5S is a reference to five Japanese words that describe standardized cleanup.
- Seiri: tidiness, organization. Its western translation is “Sort” and refers to sorting through all tools and materials in the work area and keeping only essential items.
- Seiton: orderliness. Also known as “Straighten”, focuses on the need for an orderly workplace. Tools, equipment and materials must be systematically arranged for the easiest and most efficient access.
- Seiso: cleanliness. The western term for this is “Shine” and indicates the need to keep the workplace clean. At the end of each shift, the work area is cleaned up and everything restored to its place.
- Seiketsu: standards. “Systematize” allows for control and consistency. Basic housekeeping standards apply everywhere in the facility. Everyone knows what his or her responsibilities are.
- Shitsuke: sustaining discipline or “Sustain”. This refers to maintaining standards and keeping the facility in safe and efficient order day after day, year after year.
“Safety” is often added as a sixth S but many maintain that safety is a side benefit to disciplined housekeeping.
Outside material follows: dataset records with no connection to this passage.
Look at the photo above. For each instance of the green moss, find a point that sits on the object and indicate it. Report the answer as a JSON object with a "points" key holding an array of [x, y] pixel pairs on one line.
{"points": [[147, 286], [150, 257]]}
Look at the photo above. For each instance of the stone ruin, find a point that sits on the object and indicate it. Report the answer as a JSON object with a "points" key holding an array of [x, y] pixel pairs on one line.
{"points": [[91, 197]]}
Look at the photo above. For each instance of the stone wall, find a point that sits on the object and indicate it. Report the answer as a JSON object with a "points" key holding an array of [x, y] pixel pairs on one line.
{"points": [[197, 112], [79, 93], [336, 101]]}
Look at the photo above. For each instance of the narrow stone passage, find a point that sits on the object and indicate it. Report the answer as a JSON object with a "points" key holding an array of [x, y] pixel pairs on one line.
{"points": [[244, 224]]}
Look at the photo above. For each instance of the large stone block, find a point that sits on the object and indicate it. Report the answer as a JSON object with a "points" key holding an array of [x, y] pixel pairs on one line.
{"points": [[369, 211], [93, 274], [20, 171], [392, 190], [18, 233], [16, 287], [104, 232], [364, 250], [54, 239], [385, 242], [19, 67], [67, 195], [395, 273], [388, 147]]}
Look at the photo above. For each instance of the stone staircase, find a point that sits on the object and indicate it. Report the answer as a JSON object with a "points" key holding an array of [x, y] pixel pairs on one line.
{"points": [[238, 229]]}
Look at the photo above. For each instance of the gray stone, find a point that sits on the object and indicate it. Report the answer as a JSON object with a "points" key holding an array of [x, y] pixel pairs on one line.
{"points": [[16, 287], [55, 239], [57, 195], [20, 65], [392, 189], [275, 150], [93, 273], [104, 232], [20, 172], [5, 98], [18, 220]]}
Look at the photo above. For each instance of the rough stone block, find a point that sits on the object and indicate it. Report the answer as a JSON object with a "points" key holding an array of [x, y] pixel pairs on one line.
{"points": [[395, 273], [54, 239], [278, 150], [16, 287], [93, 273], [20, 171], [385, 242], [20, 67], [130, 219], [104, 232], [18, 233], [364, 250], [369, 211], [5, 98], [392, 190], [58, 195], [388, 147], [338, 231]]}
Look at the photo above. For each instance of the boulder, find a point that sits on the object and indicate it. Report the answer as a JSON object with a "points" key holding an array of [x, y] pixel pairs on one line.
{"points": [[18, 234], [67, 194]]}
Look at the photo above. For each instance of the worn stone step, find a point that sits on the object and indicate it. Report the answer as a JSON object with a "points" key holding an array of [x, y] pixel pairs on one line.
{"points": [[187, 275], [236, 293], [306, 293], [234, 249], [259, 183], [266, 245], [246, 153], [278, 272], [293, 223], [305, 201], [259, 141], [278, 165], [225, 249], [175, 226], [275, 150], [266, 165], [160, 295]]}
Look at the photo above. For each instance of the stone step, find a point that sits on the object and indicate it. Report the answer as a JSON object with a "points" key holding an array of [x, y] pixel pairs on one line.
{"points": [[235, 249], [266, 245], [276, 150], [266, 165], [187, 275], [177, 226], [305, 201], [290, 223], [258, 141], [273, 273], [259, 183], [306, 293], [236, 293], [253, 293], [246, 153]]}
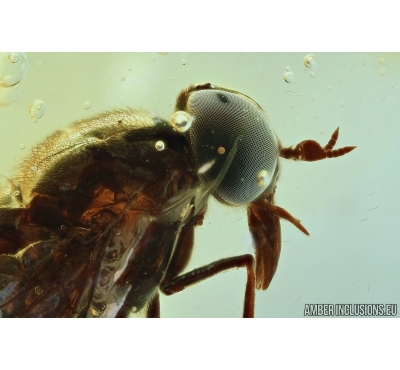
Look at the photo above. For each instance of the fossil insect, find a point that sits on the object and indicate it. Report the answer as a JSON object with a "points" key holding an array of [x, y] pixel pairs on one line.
{"points": [[100, 218]]}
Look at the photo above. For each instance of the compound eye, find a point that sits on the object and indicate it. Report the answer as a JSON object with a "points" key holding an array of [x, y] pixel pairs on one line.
{"points": [[221, 119]]}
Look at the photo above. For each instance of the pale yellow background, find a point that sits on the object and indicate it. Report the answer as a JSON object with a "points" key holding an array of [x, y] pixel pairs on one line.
{"points": [[352, 254]]}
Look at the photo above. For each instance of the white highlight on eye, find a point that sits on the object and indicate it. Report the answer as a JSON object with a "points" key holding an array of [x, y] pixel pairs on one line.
{"points": [[205, 167], [263, 178], [181, 121], [160, 145]]}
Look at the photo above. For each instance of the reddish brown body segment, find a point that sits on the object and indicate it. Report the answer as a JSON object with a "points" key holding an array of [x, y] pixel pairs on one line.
{"points": [[98, 225]]}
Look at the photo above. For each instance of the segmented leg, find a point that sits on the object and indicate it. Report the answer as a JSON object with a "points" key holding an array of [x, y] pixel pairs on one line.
{"points": [[193, 277], [310, 150]]}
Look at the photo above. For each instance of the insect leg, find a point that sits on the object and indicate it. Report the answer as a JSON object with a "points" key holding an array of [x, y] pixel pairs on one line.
{"points": [[193, 277], [154, 307], [310, 150]]}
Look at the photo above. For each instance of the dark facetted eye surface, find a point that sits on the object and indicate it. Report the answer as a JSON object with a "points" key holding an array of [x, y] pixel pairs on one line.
{"points": [[221, 119]]}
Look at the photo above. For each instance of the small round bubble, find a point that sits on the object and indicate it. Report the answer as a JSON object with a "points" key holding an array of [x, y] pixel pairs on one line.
{"points": [[160, 145], [289, 77], [37, 109], [13, 68], [310, 61], [8, 95]]}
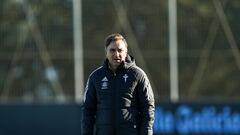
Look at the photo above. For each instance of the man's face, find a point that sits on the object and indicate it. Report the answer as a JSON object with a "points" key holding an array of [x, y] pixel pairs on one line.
{"points": [[116, 53]]}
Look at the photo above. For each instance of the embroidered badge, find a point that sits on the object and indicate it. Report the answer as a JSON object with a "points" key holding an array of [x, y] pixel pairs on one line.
{"points": [[125, 78], [104, 83]]}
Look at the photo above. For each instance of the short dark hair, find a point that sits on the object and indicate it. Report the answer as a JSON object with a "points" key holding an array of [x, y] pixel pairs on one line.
{"points": [[114, 37]]}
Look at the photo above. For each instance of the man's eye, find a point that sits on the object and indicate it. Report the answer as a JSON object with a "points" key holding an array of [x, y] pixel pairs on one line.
{"points": [[120, 50]]}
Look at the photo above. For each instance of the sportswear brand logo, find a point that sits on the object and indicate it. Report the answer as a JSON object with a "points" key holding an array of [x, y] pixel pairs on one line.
{"points": [[104, 83], [125, 77], [105, 79]]}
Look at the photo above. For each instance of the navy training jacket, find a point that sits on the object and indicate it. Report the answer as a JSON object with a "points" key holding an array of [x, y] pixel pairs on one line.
{"points": [[120, 103]]}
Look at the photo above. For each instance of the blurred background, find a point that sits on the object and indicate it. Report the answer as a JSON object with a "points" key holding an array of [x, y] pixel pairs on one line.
{"points": [[188, 48]]}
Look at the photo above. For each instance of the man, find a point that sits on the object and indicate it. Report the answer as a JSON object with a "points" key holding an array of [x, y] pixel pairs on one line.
{"points": [[118, 97]]}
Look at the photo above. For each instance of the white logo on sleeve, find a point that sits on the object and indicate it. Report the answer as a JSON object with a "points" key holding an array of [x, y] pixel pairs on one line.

Although the 5S program is just one of the many components of a lean initiative, the success of ones 5S implementation is an excellent predictor of the probable success of a greater lean manufacturing initiative.
So what is Kaizen? The word Kaizen means “continuous improvement”. It encompasses the 5S ideas and is a system that involves every employee from upper management to the cleaning crew. Everyone is encouraged to come up with small improvement suggestions on a regular basis. In most cases these are not ideas for major changes. And suggestions are not limited to a specific area such as production or marketing. Kaizen involves setting standards and then continually improving those standards.
At a replacement parts manufacturing facility like Corrugated Replacements, Inc. (CRI), the production process was analyzed and streamlined in order to gain the competitive edge with regards to turnaround times. In an industry with tight deadlines, CRI realized that shortening lead times was a valuable service to its customers. With very few exceptions, out of stock male, female and trim knives are produced in 5 days or less. Pull rolls can be produced in as little as two weeks.
By organizing raw materials, investing in advanced tooling technology and grouping like work stations to maximize work flow, CRI has set the standard for turnaround times on most of its machined parts. Understanding some of the lean processes and ideologies is the first step to implementing improvement standards that work for your company. Finding what works takes trial and error as well as an untiring commitment to improvement.